I suppose it is now necessary for me to try to find the music of Joseph Bologne, le Chevalier de Saint-Georges on iTunes. Or somewhere; anyone who is compared to Mozart and Haydn by people well-placed to make the comparison, deserves my respect.
Saint-Georges seemed to have been quite the Renaissance man, though it did him little good, alas:
Despite his renown, Saint-Georges was still vulnerable to racial prejudice. Perhaps the most flagrant and dispiriting instance occurred in 1776 when he was nominated to head the prestigious Paris Opéra, only to have his candidacy challenged by a group of divas who argued that they could not be expected to, as they put it, “submit to the orders of a mulatto.” Louis XVI had approved the appointment, says Pettaway, but the divas’ objections won out and Saint-Georges did not get the coveted directorship.
When the French Revolution erupted in 1789, Saint-Georges added yet another page to his curriculum vitae. Naturally, the democratic ideals of the revolution—liberté, égalité, fraternité—appealed to the composer, who under the Ancien Régime “never knew when the ugly face of racism would present itself again,” says Pettaway. He joined the National Guard at Lille at 1789, and a year later was selected to lead one thousand black soldiers charged with defending the ongoing revolution.

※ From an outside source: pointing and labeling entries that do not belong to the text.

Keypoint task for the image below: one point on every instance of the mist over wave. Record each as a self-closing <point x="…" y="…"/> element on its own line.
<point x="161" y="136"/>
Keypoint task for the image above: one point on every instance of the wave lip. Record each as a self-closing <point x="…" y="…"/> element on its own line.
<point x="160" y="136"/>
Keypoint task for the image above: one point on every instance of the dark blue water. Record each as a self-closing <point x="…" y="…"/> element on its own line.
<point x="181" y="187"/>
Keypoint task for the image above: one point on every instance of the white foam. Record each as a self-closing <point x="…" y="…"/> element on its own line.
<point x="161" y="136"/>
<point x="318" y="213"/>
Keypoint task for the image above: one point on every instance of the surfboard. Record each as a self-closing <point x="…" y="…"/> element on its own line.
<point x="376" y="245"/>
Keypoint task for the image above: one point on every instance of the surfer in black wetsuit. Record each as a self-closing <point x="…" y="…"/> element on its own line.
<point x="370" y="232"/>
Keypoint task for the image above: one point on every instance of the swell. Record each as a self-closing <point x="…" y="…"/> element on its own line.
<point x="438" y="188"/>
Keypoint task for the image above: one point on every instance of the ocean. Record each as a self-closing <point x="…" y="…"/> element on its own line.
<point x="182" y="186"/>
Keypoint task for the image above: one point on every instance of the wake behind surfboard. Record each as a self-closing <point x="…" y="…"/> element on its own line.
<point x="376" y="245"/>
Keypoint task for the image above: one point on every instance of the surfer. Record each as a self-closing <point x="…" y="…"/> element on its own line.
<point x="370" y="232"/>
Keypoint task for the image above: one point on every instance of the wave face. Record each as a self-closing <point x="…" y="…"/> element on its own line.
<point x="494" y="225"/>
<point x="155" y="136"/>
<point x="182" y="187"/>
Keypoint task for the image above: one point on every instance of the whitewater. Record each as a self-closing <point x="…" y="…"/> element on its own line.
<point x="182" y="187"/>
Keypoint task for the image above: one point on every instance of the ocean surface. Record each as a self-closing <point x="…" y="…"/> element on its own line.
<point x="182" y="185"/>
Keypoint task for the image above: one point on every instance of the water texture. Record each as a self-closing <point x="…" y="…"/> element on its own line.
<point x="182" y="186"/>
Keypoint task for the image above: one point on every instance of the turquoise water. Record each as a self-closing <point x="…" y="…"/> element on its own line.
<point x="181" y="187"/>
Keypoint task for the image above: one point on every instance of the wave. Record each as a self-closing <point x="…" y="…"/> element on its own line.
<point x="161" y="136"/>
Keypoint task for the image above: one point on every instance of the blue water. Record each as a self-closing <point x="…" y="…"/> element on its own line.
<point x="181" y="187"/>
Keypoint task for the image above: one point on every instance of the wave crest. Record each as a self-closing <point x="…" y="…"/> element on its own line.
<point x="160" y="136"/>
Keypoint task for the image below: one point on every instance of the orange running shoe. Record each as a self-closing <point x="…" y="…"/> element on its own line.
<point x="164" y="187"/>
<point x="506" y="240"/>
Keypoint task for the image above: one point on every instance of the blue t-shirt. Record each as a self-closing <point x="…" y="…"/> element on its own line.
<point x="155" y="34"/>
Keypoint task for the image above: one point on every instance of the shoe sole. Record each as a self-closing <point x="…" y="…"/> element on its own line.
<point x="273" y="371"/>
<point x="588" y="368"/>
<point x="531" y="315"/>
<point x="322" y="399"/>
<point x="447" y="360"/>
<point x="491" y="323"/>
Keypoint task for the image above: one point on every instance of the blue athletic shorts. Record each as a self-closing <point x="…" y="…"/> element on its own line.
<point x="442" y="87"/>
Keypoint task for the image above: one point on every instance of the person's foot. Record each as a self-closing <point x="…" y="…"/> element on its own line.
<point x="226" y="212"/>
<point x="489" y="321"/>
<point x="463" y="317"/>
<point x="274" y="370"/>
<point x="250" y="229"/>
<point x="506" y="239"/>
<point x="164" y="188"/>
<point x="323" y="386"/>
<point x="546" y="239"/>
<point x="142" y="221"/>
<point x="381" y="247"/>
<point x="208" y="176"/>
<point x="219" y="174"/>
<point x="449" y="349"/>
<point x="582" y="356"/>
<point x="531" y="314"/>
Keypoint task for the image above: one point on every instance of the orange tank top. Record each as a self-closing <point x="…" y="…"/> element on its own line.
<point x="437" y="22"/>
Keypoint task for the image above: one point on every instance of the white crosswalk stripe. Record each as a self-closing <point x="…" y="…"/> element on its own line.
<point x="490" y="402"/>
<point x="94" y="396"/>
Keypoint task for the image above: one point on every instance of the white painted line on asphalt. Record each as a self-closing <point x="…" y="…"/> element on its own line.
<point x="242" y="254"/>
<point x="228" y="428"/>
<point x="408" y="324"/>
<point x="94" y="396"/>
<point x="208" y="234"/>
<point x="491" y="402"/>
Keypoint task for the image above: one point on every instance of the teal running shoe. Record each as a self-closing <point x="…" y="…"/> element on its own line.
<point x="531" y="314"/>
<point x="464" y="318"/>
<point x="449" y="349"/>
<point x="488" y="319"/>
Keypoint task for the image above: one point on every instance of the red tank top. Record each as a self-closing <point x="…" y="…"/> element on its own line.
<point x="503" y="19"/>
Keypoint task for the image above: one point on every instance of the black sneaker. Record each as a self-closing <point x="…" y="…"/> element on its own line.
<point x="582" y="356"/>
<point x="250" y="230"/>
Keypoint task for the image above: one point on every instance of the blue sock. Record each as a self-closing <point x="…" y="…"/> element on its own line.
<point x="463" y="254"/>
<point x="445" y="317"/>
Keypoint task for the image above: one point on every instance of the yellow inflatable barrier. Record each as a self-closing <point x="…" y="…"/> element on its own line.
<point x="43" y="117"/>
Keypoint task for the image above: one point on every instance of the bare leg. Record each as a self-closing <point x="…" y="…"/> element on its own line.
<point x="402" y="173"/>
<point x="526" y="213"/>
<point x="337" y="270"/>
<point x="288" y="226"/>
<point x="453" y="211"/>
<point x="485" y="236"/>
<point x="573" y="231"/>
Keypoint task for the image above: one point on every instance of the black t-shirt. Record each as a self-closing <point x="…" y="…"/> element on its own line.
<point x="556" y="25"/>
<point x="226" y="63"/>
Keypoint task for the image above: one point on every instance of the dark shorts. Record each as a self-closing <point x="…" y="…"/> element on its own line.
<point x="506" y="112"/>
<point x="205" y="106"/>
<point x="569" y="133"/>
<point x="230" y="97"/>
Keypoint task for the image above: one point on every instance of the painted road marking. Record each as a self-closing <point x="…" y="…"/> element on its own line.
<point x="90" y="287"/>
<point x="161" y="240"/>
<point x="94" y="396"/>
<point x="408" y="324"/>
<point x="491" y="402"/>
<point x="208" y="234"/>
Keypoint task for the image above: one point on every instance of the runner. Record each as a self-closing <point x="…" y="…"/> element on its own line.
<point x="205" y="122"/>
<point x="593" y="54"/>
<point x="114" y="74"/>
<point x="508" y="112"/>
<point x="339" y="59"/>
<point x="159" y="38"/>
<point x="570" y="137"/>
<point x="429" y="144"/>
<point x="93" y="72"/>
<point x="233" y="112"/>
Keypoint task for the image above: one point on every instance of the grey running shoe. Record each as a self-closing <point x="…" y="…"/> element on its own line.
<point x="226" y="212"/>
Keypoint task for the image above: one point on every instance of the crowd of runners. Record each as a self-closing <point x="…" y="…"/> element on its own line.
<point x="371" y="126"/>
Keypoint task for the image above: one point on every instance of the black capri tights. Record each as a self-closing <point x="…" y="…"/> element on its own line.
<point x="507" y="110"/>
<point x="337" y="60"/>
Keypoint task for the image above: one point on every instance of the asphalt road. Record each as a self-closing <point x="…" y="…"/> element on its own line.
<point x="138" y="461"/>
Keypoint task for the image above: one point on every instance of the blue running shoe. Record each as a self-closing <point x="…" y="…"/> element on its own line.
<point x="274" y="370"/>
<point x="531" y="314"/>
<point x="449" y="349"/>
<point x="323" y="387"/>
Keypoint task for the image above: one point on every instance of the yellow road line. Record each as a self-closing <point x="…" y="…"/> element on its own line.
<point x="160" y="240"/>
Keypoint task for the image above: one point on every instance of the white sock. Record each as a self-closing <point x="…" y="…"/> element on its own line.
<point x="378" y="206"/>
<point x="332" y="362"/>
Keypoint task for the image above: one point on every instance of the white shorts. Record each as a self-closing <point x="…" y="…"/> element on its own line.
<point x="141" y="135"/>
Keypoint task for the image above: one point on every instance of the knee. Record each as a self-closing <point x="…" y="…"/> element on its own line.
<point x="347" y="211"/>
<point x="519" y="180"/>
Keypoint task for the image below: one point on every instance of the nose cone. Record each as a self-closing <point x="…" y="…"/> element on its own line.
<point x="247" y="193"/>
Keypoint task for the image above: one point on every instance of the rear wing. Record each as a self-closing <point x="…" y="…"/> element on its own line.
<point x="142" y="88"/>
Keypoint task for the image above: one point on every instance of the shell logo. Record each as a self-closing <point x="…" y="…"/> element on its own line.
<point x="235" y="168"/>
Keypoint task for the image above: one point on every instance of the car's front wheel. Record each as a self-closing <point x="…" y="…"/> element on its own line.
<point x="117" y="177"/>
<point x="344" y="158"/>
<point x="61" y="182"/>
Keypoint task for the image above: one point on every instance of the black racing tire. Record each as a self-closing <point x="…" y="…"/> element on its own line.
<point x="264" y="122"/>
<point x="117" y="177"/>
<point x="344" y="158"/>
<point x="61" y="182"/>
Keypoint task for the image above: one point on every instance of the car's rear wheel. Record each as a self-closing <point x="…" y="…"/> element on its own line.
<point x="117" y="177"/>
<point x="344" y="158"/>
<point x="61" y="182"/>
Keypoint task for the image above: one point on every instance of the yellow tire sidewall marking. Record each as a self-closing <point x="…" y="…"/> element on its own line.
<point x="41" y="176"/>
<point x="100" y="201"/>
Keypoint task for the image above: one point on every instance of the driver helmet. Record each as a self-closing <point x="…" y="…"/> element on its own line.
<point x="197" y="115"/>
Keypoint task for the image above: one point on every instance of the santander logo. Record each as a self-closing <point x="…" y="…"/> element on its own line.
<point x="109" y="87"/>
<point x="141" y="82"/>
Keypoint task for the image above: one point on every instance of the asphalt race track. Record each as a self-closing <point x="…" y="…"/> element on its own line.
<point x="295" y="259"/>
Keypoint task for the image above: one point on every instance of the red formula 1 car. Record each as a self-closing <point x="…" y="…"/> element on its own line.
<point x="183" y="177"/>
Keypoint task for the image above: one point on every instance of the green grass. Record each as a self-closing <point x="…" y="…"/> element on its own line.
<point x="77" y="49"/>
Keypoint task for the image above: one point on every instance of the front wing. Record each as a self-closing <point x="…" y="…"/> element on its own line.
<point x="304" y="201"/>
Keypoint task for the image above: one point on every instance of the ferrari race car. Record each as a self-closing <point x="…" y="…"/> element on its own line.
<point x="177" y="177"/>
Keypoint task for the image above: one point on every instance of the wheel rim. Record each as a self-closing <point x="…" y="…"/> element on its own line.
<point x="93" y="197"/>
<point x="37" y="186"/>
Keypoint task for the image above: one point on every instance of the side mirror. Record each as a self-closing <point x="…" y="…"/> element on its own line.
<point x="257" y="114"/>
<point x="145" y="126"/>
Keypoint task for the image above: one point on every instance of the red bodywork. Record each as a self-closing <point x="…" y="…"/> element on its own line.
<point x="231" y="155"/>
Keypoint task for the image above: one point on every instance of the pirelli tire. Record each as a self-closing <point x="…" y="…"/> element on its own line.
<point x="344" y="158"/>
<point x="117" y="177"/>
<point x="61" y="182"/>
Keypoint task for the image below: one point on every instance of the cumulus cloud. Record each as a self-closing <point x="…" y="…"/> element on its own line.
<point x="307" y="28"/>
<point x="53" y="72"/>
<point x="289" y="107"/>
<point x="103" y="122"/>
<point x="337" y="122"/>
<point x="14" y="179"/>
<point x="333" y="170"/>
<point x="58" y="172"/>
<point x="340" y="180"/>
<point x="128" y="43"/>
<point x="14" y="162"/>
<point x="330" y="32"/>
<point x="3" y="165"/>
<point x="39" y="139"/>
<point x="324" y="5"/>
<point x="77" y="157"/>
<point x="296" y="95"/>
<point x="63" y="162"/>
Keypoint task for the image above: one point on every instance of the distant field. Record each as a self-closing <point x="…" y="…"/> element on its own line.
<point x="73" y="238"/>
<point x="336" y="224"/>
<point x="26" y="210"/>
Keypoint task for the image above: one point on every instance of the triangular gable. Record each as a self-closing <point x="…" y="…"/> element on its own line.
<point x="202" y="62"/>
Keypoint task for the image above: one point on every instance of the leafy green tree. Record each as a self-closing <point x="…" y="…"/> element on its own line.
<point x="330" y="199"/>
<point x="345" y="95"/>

But service to the revolution, it turned out, was no guarantee against the sweeping violence of la Terreur. The revolutionaries regarded anyone with ties to the aristocracy with suspicion, and Saint-Georges, who had been a guard for Louis XV and conducted Haydn’s Paris Symphonies before Marie Antoinette, was no exception. Brought in on trumped-up charges in 1793, he spent nearly a year in prison. Five years later, at about the age of fifty-five, he died in Paris, destitute, alone, and all but forgotten.